Напротив, прислоненная к стене, стояла кое-как сколоченная деревянная кровать, скрипящая при малейшем движении. На ней, отвернувшись к стене, лежала, свернувшись калачиком, чья-то незнакомая женская фигура, укрытая рваным платком.
Прежде чем я успела что-то осознать, дверь, представлявшая собой покоробленную деревянную панель, с скрипом отворилась, и в проеме возникла тень. Женщина. Ее лицо, испещренное сеточкой морщин, как карта нищеты и лишений, было безразлично. Глаза, когда-то, возможно, красивые, теперь были пусты и вымотаны. В руках она держала жестяную кружку, из которой поднимался слабый пар.
«Ну, воскресла», — произнесла она без всякой теплоты, поставив кружку на грубо сколоченный табурет у порога. Голос был хриплым, прокуренным, лишенным каких-либо интонаций. — «Валяться целый день не намерена. Вставай, приберись здесь. И чтоб духа твоего не было, когда отец вернется».
Отец. Это слово прозвучало как удар хлыстом по обнаженным нервам. Я почувствовала, как все внутри меня сжалось в один тугой, болезненный комок. Я уставилась на нее, не в силах вымолвить ни слова. Это была не моя мать. Или... была? Черты лица казались искаженными, чужими, но в них угадывалось что-то до боли знакомое — та же вечная, изможденная жертвенность, смешанная с глухим, накопленным годами безразличием.
«Ты чего уставилась?

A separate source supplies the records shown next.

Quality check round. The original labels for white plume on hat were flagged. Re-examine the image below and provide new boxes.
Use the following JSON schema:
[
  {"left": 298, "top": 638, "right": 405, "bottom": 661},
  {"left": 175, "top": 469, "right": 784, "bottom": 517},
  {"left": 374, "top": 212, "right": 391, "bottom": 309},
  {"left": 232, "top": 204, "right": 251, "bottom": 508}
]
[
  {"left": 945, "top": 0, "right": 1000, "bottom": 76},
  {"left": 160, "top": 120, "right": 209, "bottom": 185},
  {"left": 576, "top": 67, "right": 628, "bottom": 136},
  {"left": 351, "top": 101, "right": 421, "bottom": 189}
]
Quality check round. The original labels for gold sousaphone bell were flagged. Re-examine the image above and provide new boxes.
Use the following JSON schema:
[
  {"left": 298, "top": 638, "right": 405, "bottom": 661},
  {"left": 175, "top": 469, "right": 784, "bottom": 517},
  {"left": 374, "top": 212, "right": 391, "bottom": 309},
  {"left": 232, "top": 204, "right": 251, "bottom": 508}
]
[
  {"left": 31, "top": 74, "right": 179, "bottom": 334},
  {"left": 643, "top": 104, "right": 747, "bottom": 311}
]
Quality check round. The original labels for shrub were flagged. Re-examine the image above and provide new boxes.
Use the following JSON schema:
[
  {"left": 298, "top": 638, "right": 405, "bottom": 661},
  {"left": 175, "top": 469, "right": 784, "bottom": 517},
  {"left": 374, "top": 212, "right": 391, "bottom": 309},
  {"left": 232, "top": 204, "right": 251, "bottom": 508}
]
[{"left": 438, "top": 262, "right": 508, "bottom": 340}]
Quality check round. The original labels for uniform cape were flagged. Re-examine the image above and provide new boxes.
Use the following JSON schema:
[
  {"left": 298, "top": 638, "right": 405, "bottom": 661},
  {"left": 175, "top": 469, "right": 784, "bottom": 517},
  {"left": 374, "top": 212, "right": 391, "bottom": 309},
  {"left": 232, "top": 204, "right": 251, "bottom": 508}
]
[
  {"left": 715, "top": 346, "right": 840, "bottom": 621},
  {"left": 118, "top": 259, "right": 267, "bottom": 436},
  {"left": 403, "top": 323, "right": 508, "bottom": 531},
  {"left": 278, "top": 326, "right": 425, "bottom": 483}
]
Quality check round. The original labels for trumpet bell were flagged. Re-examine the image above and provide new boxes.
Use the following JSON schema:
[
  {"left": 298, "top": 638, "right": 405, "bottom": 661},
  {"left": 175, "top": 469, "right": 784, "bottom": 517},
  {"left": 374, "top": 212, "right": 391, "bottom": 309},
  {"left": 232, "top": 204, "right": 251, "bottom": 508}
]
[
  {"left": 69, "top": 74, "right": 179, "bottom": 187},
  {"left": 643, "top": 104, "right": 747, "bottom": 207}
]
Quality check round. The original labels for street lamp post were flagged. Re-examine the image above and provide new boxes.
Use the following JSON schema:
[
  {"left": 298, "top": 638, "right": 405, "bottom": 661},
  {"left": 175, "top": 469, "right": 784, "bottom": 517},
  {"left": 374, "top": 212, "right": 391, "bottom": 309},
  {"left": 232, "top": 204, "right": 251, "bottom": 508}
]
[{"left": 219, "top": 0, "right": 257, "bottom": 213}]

Очухайся наконец», — она фыркнула, беззвучно шевеля тонкими губами, и, развернувшись, вышла, прихлопнув дверью с таким звуком, будто захлопнули крышку гроба.
Я осталась сидеть на тюфяке, дрожащими руками обхватив голову. Кто эти люди? Что это за место? Паника, холодная и тошнотворная, подкатила к горлу, сжимая его стальным обручем. Я сделала несколько глубоких, судорожных вдохов, пытаясь взять себя в руки.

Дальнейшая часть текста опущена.